Like a fair few films boasting “written, directed by and starring…” credentials, Fading Gigolo is a very blatant vanity project, wherein the great John Turturro casts himself as a struggling NYC bookshop employee who turns to prostitution, with his elderly store owner (Woody Allen) acting as his pimp.

It’s an absurd premise, and though Allen’s miscasting is clearly played for laughs, it’s less clear whether Turturro himself is in on the joke of asking us to buy that women find him irresistible (among his clients are Sharon Stone and Sofia Vergara; I mean c’mon), particularly when he carries with him memories of the losers and creeps that he’s memorably etched in a handful of roles for the Coen brothers (The Big Lebowski, Barton Fink, O Brother Where Art Thou?) over the years.
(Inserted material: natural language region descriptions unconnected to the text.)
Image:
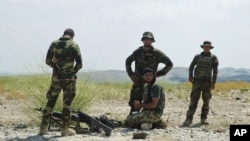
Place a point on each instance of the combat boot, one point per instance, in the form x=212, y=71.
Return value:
x=68, y=132
x=204, y=122
x=160, y=124
x=44, y=126
x=43, y=130
x=187, y=122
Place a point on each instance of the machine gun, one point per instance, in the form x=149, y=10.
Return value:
x=94, y=123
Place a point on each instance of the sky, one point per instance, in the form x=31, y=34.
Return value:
x=108, y=31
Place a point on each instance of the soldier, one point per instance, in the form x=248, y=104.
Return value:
x=152, y=105
x=203, y=80
x=145, y=56
x=64, y=57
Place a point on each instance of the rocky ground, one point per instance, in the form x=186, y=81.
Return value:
x=226, y=108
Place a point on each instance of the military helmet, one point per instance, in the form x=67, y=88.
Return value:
x=147, y=35
x=69, y=31
x=207, y=43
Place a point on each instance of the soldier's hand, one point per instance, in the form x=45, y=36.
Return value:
x=133, y=78
x=212, y=86
x=191, y=79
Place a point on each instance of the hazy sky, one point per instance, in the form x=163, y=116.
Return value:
x=108, y=31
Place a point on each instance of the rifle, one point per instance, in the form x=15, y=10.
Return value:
x=94, y=124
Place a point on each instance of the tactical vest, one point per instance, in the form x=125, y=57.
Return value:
x=204, y=66
x=146, y=59
x=63, y=51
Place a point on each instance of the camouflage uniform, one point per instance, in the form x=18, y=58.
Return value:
x=205, y=75
x=145, y=59
x=149, y=116
x=62, y=56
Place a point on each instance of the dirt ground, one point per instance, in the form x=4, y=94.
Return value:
x=231, y=107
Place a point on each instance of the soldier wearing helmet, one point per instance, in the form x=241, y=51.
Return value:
x=64, y=57
x=203, y=72
x=145, y=56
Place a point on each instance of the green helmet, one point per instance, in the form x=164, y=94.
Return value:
x=147, y=35
x=207, y=43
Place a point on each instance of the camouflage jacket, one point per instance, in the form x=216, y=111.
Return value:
x=156, y=92
x=204, y=66
x=64, y=56
x=148, y=59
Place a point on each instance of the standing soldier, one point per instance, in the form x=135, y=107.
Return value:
x=145, y=56
x=64, y=57
x=205, y=75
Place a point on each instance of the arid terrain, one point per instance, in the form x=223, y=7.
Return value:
x=231, y=107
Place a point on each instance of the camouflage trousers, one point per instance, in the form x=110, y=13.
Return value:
x=197, y=90
x=136, y=93
x=69, y=87
x=135, y=120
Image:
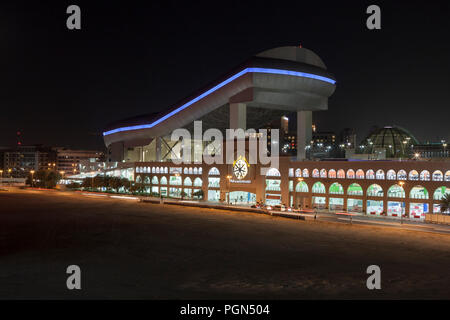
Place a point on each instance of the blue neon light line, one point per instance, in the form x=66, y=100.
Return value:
x=220, y=85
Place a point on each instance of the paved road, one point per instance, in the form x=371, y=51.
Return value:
x=137, y=250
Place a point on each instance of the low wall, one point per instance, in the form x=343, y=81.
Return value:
x=437, y=218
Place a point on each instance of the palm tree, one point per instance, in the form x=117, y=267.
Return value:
x=445, y=203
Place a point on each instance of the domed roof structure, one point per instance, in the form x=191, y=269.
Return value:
x=396, y=141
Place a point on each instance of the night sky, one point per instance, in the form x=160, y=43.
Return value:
x=62, y=87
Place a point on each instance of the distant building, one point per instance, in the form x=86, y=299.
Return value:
x=68, y=160
x=18, y=161
x=397, y=142
x=431, y=151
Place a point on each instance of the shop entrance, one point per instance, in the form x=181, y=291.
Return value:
x=242, y=197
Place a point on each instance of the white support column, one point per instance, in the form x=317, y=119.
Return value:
x=238, y=116
x=304, y=132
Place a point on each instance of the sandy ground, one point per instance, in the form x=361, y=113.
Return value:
x=135, y=250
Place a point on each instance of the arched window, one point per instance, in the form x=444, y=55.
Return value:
x=355, y=190
x=187, y=181
x=175, y=180
x=418, y=192
x=391, y=175
x=315, y=173
x=273, y=172
x=447, y=175
x=380, y=175
x=318, y=187
x=401, y=175
x=425, y=175
x=359, y=174
x=350, y=174
x=375, y=190
x=413, y=175
x=214, y=172
x=332, y=174
x=396, y=191
x=370, y=174
x=301, y=187
x=305, y=173
x=437, y=175
x=440, y=192
x=336, y=188
x=197, y=182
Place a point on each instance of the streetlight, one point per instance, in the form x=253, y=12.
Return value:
x=401, y=183
x=32, y=179
x=228, y=186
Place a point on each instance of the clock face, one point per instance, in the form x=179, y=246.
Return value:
x=240, y=169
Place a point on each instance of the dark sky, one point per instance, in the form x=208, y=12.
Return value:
x=62, y=87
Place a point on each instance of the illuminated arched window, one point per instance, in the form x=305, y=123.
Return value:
x=418, y=192
x=401, y=175
x=396, y=191
x=301, y=187
x=315, y=173
x=318, y=187
x=370, y=174
x=425, y=175
x=336, y=188
x=354, y=189
x=197, y=182
x=391, y=175
x=350, y=174
x=447, y=175
x=375, y=190
x=214, y=172
x=305, y=173
x=332, y=174
x=440, y=192
x=413, y=175
x=359, y=174
x=437, y=175
x=380, y=175
x=187, y=181
x=273, y=172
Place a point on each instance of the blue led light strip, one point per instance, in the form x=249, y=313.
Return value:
x=220, y=85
Still, Turturro is a cut above other multi-hyphenate narcissists like Eric Schaeffer and Zach Braff, and just as his previous feature Romance & Cigarettes was considerably elevated by a wonderful comic turn from Kate Winslet, Fading Gigolo presents Allen’s funniest acting performance in ages. He’s still doing his stammering/kvetching schtick, but rarely has he seemed more engaged in it.
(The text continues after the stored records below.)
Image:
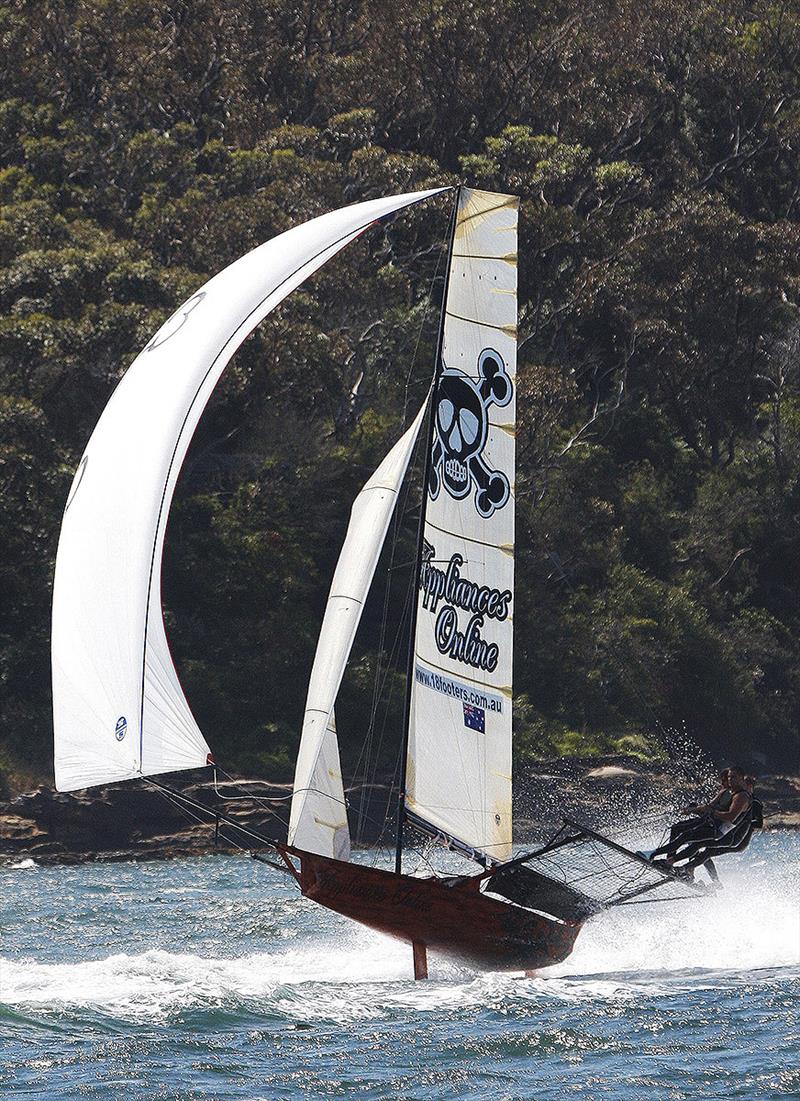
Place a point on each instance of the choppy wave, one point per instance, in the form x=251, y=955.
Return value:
x=344, y=972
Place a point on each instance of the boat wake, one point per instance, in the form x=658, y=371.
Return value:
x=340, y=973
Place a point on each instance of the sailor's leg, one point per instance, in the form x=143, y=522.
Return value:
x=703, y=843
x=678, y=835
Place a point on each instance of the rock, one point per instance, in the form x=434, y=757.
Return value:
x=611, y=772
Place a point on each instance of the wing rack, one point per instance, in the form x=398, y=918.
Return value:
x=581, y=872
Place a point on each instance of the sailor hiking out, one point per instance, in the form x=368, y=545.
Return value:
x=724, y=825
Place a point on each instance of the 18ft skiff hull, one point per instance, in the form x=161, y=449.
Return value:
x=447, y=915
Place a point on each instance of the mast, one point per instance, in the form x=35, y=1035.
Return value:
x=420, y=536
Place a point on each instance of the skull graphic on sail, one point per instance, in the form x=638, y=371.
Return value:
x=461, y=429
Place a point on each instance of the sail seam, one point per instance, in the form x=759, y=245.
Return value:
x=510, y=329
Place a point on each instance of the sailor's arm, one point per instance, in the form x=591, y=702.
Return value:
x=701, y=808
x=737, y=805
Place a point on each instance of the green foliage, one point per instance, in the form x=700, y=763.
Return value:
x=654, y=148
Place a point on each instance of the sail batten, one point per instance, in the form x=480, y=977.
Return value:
x=119, y=709
x=459, y=760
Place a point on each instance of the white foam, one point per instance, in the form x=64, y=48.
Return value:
x=336, y=970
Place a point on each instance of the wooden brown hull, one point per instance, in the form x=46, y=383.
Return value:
x=449, y=916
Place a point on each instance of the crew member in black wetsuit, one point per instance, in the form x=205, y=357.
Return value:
x=713, y=827
x=734, y=840
x=683, y=831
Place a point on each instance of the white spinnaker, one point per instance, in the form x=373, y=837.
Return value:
x=459, y=760
x=119, y=710
x=318, y=821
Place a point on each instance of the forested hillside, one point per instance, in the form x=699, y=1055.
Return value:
x=655, y=149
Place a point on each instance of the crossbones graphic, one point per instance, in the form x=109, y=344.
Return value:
x=460, y=434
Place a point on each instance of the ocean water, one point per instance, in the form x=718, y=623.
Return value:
x=211, y=978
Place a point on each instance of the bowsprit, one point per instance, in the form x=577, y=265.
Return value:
x=461, y=431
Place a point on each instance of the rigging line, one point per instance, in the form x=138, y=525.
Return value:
x=234, y=845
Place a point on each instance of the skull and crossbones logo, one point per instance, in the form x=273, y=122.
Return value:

Otherwise, it’s an innocuous albeit surprisingly downcast farce, which goes down easily and, befitting its title, fades into the ether of memory with equal ease. On the other hand, the pathos that Turturro attempts to wring from a subplot involving Vanessa Paradis as a lonely widow and client of his seems to be spliced in from another movie, and the whole film has a peculiarly late-’90s vibe to it, like something daydreamed after seeing its VHS cover. Which, alas, makes it sound more interesting than it actually is.

2.5/5 stars

Fading Gigolois in cinemas from Thursday May 1.